Jembatan Porsea, Toba-Samosir (Tobasa) yang terbentang di atas hulu Sungai Asahan pernah menjadi ajang satu pertempuran pada Perang Dunia II tahun 1942. Bahkan orang Porsea sendiri tak banyak yang tahu soal sejarah itu.
Orang yang berjasa mengungkap fakta sejarah itu adalah Prof. Midian Sirait dan Prof. Firman Manurung. Keduanya adalah putra Porsea yang sukses di rantau Jawa (Jakarta), sebagai ilmuwan, birokrat, politisi, dan aktivis LSM. Lewat Yayasan Arjuna dan Yayasan Perhimpunan Pecinta Danau Toba, keduanya mencurahkan pikiran dan dana untuk pengembangan Kawasan Danau Toba.
Saya ingin ceritakan secara ringkas peristiwa pertempuran yang terjadi dalam konteks Perang Dunia II waktu itu. Lalu menutupnya dengan sedikit ulasan tentang posisi geo-ekonomi Porsea yang ternyata sangat strategis. Sehingga pantaslah jika jembatan Porsea atau sebenarnya kota itu sendiri diperebutkan.
***
Warga Porsea yang kerap melintas di atas jembatan Porsea, atau sekadar nongkrong di pagar jembatan sore hari menunggu matahari terbenam, mungkin tidak sadar bahwa di jembatan itu pada tanggal 9-10 Maret 1942, telah terjadi pertempuran sengit antara serdadu Belanda dan serdadu Jepang. Sedikitnya 9 orang serdadu Belanda dan beberapa orang serdadu Jepang tewas dan terkubur dalam arus Sungai Asahan.
Pertempuran terjadi untuk memperebutkan jembatan Porsea sebagai akses utama di jalur darat untuk masuk dari utara ke wilayah Tanah Batak.

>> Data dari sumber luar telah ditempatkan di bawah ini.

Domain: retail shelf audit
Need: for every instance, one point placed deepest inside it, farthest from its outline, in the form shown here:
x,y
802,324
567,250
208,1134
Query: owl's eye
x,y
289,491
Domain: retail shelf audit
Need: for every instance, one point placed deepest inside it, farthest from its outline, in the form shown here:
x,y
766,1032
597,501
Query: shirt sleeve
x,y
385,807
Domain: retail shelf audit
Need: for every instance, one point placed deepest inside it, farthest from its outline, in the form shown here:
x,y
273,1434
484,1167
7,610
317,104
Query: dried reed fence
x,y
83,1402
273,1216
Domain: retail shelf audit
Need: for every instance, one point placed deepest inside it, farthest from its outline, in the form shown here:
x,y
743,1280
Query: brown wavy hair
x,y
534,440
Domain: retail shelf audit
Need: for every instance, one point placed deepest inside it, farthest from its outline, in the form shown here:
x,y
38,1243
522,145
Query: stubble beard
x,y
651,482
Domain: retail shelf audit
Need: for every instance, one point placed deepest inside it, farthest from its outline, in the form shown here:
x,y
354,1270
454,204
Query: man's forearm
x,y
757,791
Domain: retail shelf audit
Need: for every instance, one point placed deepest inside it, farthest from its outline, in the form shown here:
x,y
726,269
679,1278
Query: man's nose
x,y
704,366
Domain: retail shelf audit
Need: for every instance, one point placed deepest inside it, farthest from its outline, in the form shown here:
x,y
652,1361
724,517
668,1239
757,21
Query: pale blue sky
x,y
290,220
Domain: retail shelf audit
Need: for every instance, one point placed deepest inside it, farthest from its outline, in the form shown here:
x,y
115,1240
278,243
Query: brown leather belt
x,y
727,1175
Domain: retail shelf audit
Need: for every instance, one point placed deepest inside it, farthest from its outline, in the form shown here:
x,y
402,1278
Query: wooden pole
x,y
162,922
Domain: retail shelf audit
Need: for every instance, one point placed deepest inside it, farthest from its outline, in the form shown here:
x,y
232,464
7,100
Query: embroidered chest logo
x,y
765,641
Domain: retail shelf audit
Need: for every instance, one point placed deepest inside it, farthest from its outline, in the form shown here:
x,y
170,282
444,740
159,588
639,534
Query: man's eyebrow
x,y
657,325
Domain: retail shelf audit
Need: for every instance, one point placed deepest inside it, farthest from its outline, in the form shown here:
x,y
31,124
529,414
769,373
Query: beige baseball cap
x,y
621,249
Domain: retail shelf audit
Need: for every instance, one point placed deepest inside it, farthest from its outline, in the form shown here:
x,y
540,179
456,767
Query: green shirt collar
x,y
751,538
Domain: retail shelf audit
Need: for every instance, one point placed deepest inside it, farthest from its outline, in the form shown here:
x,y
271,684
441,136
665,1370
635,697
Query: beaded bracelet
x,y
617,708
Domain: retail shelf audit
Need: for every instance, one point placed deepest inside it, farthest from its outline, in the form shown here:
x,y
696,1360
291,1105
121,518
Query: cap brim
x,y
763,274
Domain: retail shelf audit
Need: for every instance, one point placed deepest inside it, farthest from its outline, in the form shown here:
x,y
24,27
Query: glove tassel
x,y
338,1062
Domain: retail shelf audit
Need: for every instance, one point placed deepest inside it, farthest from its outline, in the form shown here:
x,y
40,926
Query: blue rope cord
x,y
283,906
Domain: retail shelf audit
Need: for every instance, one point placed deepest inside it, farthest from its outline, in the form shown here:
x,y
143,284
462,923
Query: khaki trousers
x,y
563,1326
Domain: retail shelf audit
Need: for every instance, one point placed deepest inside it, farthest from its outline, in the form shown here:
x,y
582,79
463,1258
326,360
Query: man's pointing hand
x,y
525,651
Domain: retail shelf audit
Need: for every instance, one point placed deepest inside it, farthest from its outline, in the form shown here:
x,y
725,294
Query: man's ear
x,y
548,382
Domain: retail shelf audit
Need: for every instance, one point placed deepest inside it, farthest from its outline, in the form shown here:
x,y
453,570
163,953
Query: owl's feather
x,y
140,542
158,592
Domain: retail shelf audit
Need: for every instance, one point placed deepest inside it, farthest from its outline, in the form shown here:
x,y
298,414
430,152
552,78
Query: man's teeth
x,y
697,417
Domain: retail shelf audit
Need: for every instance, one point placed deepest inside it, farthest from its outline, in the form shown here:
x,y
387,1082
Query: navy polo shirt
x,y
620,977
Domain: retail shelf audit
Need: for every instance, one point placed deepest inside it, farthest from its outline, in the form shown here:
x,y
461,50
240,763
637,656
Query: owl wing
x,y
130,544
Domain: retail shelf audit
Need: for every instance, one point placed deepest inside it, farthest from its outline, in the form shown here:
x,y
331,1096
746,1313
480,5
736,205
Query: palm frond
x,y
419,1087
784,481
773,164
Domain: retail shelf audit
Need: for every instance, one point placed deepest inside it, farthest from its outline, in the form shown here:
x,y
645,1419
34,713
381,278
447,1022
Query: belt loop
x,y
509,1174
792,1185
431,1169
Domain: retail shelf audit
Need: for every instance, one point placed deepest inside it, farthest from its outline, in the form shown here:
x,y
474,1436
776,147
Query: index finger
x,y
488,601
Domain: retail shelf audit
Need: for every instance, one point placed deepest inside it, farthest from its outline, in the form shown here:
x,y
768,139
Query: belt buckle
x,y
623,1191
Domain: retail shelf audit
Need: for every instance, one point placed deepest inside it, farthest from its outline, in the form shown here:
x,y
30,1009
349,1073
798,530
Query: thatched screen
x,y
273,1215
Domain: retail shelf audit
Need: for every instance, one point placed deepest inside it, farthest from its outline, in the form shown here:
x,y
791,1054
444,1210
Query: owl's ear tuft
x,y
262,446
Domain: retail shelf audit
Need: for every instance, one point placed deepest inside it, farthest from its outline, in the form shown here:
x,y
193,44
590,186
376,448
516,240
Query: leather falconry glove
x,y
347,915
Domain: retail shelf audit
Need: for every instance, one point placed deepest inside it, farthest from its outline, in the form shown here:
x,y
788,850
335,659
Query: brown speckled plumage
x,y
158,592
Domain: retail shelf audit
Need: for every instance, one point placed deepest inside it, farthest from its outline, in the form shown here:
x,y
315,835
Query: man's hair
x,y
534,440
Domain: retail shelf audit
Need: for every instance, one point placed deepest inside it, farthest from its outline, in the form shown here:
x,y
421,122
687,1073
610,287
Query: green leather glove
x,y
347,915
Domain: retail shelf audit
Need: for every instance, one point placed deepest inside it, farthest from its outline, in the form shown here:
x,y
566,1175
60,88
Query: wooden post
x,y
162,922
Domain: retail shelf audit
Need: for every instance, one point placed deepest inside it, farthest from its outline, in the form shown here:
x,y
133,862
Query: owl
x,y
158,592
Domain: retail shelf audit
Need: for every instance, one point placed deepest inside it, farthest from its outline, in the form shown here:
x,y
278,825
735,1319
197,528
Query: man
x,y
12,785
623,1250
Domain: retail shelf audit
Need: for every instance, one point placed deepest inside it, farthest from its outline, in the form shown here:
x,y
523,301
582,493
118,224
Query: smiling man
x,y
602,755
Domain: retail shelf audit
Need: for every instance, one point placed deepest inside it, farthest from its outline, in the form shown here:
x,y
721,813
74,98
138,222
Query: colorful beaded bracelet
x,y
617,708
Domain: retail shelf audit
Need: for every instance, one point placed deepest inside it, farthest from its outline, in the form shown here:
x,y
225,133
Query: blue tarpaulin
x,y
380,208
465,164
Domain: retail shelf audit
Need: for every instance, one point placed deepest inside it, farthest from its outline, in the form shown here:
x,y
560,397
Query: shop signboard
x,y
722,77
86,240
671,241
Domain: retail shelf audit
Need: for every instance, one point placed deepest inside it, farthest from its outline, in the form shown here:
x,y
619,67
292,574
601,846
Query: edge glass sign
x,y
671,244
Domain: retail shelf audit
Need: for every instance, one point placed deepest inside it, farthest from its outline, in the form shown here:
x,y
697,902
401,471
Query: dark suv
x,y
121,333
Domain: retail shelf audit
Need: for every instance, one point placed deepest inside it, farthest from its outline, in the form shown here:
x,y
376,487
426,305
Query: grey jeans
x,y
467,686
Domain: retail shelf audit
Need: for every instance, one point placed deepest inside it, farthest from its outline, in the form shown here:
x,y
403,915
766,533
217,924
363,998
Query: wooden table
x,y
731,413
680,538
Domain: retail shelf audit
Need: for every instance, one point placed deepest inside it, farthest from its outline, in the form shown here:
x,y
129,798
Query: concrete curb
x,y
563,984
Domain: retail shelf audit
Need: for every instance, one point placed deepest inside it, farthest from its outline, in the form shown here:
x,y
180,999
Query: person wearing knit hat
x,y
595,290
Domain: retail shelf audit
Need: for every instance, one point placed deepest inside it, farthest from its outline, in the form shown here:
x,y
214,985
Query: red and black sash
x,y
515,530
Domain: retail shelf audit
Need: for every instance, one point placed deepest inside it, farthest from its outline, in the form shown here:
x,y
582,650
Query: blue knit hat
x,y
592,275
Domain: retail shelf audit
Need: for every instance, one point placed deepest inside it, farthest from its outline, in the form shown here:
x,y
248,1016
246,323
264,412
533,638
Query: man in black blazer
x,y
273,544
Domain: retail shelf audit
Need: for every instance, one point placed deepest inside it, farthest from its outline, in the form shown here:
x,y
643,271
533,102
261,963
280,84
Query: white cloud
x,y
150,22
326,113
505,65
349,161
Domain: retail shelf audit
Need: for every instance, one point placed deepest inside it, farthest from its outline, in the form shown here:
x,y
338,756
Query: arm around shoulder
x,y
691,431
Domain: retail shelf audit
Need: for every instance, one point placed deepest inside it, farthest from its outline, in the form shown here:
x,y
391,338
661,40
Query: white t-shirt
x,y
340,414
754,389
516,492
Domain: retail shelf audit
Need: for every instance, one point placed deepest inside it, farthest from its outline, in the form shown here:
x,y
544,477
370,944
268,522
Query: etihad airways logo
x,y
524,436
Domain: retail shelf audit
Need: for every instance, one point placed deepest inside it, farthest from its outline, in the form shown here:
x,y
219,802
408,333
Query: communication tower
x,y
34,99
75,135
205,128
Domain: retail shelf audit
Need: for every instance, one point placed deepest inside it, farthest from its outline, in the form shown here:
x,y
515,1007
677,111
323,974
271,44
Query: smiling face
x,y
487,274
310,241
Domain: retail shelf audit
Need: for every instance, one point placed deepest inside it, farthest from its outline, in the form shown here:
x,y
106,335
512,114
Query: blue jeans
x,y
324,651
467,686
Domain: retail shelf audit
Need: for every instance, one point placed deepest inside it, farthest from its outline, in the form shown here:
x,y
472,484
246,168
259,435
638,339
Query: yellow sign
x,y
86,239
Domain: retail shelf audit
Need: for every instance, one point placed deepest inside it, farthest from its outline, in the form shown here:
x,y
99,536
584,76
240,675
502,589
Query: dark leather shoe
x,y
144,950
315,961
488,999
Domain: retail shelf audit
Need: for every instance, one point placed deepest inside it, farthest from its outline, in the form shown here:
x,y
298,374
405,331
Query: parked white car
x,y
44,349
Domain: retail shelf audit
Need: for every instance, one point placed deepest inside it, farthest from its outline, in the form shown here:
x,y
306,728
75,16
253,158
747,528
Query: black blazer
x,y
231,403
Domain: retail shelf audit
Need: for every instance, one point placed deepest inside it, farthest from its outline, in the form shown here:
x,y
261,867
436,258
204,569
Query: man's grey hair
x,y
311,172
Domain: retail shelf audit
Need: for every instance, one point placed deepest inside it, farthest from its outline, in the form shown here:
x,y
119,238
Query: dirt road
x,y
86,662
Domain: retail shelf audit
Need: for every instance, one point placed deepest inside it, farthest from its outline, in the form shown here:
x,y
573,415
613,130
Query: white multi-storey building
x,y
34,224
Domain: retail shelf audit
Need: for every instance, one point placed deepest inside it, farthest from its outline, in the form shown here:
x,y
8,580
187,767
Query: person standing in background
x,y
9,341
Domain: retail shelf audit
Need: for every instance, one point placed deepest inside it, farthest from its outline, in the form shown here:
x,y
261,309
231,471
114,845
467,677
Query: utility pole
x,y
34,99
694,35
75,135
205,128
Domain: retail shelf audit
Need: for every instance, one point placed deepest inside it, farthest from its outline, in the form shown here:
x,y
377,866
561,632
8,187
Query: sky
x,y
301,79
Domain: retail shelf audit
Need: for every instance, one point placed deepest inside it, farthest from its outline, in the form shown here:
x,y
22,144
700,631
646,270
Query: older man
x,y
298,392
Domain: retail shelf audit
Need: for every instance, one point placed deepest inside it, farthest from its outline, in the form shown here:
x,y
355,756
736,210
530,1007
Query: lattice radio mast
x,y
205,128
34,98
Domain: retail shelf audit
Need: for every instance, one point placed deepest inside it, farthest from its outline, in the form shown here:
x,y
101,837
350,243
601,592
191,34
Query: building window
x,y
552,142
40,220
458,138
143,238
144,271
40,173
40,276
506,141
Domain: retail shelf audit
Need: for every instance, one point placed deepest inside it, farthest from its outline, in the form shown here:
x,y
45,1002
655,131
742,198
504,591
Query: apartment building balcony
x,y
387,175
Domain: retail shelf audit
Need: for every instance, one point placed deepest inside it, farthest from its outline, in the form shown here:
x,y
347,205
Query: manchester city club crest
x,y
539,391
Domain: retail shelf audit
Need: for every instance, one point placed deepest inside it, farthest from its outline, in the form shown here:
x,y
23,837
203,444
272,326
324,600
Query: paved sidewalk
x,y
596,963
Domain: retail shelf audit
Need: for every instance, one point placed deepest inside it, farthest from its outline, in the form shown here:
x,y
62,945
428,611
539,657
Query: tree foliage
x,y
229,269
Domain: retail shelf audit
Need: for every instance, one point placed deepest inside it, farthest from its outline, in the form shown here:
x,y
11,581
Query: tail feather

Atau sebaliknya dari Tanah Batak di selatan ke Sumatra Timur di utara.
Bagi Pemerintah Kolonial Belanda khususnya, jembatan ini bersifat strategis karena memudahkan mobilisasi logistik dan tentara ke seluruh lembah Toba. Juga memudahkan pergerakan ke dan dari Sumatra Timur.
Jembatan Porsea dibangun secara permanen oleh Pemerintah Kolonial Belanda akhir 1910-an. Bersamaan dengan pembangunan jalan raya lintas Parapat ke Porsea, seterusnya ke Balige sampai Siborongborong dan Tarutung.
Sebelumnya jembatan itu terbuat dari kayu, baik tiang-tiangnya maupun lantainya. Pemerintah kolonial kemudian membangun jembatan dengan konstruksi tiang baja dan dudukan beton di kedua ujungnya.
Fungsinya yang sangat vital menjadikan jembatan Porsea itu menjadi rebutan antara pasukan Pemerintah Kolonial Belanda dan pasukan Pendudukan Jepang. Konteksnya waktu itu adalah Perang Dunia II. Jepang menjadi kekuatan fasis yang berambisi mewujudkan Asia Raya, termasuk Hindia Belanda di dalamnya.
Kisah pertempuran itu, berdasarkan penuturan Prof. Midian Sirait dan Prof. Firman Manurung, diawali dengan pendudukan kota Medan oleh tentara Jepang pada akhir Februari 1942. Awal Maret 1942 tentara Jepang sudah merangsek ke Parapat, mendorong mundur tentara Belanda ke Porsea dan Balige di selatan.